Rochester was settled in 1817 and drew pioneers because of its location in the Clinton River Valley – strategically located between the Clinton River and Paint Creek and Stoney Creek all of which powered mills to cut timber, grind grain, card wool, and press apples into cider.
The village of Rochester grew because it was a market center located along obvious transportation routes.
The citizens of the Rochester area contributed to the development of planked roads connecting Detroit, Pontiac, Romeo, and Royal Oak, which eased farmers’ access to those markets, and brought business to the villages and farms, as well as desirable manufactured goods.
Later, Rochester citizens bought $50,000 in railroad stocks to ensure that rail lines ran through Rochester. These decisions assured Rochester’s future as a thriving rural market town by shipping local produce and passengers out and bringing new products and business in. By 1907 there were 8 passenger and 25 freight trains stopping in Rochester every day.

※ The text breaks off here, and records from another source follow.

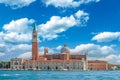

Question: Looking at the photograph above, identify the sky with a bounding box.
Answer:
[0,0,120,64]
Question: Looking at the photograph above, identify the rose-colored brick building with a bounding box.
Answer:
[88,60,108,70]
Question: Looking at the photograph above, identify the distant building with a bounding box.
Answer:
[88,60,108,70]
[10,25,88,70]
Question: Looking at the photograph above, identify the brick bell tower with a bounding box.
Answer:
[32,23,39,60]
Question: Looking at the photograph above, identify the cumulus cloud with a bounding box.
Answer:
[0,52,5,57]
[39,10,89,40]
[71,43,120,64]
[71,43,115,58]
[18,52,32,59]
[105,54,120,64]
[0,0,36,9]
[41,0,100,8]
[56,45,63,51]
[0,18,34,43]
[92,32,120,42]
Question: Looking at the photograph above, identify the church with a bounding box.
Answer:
[10,25,88,70]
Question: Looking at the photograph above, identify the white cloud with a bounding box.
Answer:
[71,43,115,58]
[105,54,120,64]
[41,0,100,8]
[18,52,32,59]
[92,32,120,42]
[56,45,62,51]
[0,0,36,9]
[39,10,89,40]
[0,52,5,57]
[0,18,34,43]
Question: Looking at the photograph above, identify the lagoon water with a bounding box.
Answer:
[0,70,120,80]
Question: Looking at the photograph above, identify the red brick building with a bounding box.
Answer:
[88,60,108,70]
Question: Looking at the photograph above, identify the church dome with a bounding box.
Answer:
[61,45,70,54]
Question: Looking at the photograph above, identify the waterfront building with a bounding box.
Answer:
[88,60,108,70]
[10,25,88,70]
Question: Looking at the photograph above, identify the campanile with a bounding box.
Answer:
[32,24,39,60]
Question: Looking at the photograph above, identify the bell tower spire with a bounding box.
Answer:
[32,23,39,60]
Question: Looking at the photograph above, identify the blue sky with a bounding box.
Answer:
[0,0,120,64]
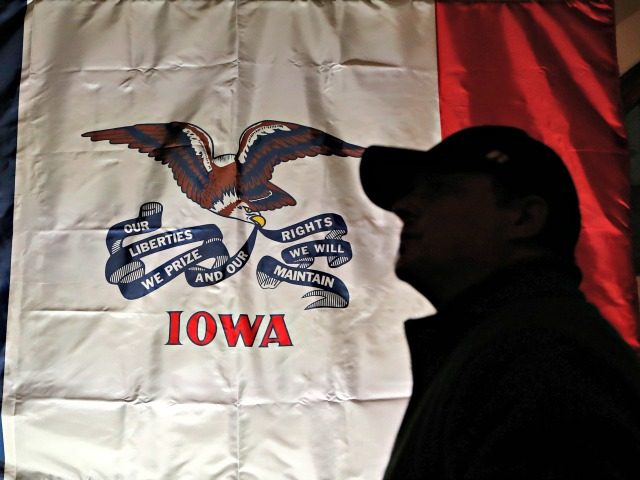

For details about the History of downtown Rochester and the buildings and people that have shaped this community, visit the Rochester Hills Museum at Van Hoosen Farm.
The Museum hosts ‘A Lively Town: The History of the Greater Rochester Area 1817-1952’. This permanent exhibit housed in the adaptively reused 1927 Van Hoosen Dairy Barn discusses such fascinating topics as why oysters were a big craze in Rochester in the 1870s, why a local business gave away free watermelon to children, why the largest factory in Rochester’s history stood for less than 7 years, and how the Rochester area helped to defeat one of the world’s most deadly diseases.
The Rochester Hills Museum at Van Hoosen Farm is open year-round Wednesdays through Saturdays from 1-4 pm. For more information please visit the Museum’s Web site or call 248.656.4663.
Did you know?
- The oldest building in downtown is the Rollin Sprague building, built in 1849 – today it houses The Home Bakery.
- The most significant building in downtown Rochester is the Western Knitting Mills building that employed hundreds of workers, required the building of dormitories for female workers, established St. Andrews Catholic Church, and was the largest producer of photo flash bombs in the United States during World War II.
- Chapman Mill Pond was a dominant feature in the historic landscape. When the pond drained during massive flooding in 1948 the pond was filled in and now houses the Post Office, the Rochester Hills Public Library, Sunrise Assisted Living and the Royal Park Hotel.